Said the director: “If she is negative on all five tests, then the breast milk is collected, processed and pasteurized. It would equally go through another testing before it would be acceptable for consumption safety and then dispatched to babies.”
She said it would cost over N20,000 to screen a mother, which will be covered by the organization, while also noting that every woman who needs it can get it.
However, she noted it would be dispatched based on priority, starting with sick pre-term babies, healthy pre-term babies and healthy babies that are sick, that is, babies that were born full-term.
Obinwanne-Ezewike explained that the milk bank would run like blood banks, where women could come in to donate milk.
On how to get donors, she said the firm would increase efforts in educating mothers with surplus breast milk on the importance of volunteering to donate their milk.
“We don’t sell breast milk, that’s why every mom is volunteering. We would be paying for the screening and sustainable of the facility. We would be charging a service fee for those that would get the milk. We hope to get more support from partners,” she said.
According to her, based on research, Nigerian mothers are happy and willing to donate than to receive and the mothers in demand are first those with premature babies.
She, therefore, encouraged women to support the cause, stressing the intentions to address cultural shocks that come with accepting another mother’s milk.
The chief executive officer promised that the firm would focus on educating and sensitising women on the importance of babies having human milk than cow milk, and urged government to offer support through funding to help reduce the number of pre-term mortality rate, as Nigeria ranks third in the world.

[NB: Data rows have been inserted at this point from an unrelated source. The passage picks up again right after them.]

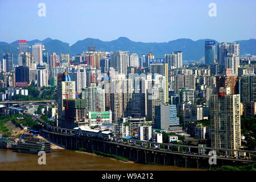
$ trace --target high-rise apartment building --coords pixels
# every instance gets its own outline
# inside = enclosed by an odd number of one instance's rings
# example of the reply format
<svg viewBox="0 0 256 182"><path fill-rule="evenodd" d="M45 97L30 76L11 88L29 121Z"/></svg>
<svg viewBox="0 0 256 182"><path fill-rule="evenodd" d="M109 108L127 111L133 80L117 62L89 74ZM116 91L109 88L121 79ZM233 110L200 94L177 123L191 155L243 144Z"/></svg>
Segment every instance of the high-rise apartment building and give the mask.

Meanwhile, Obinwanne-Ezewike said the centre could produce 135 litres of milk weekly, and expressed hope to increase to 200 litres to reach more babies within the next three months.
A lecturer at the department of Nursing, University of Lagos, (UNILAG), Mobolaji Olajide, described a milk bank as an important initiative in Nigeria for mothers who are unable to produce enough breast milk, such as surrogate mothers and others.
Olajide highlighted the need to create more awareness on the benefits for more Nigerians to accept it.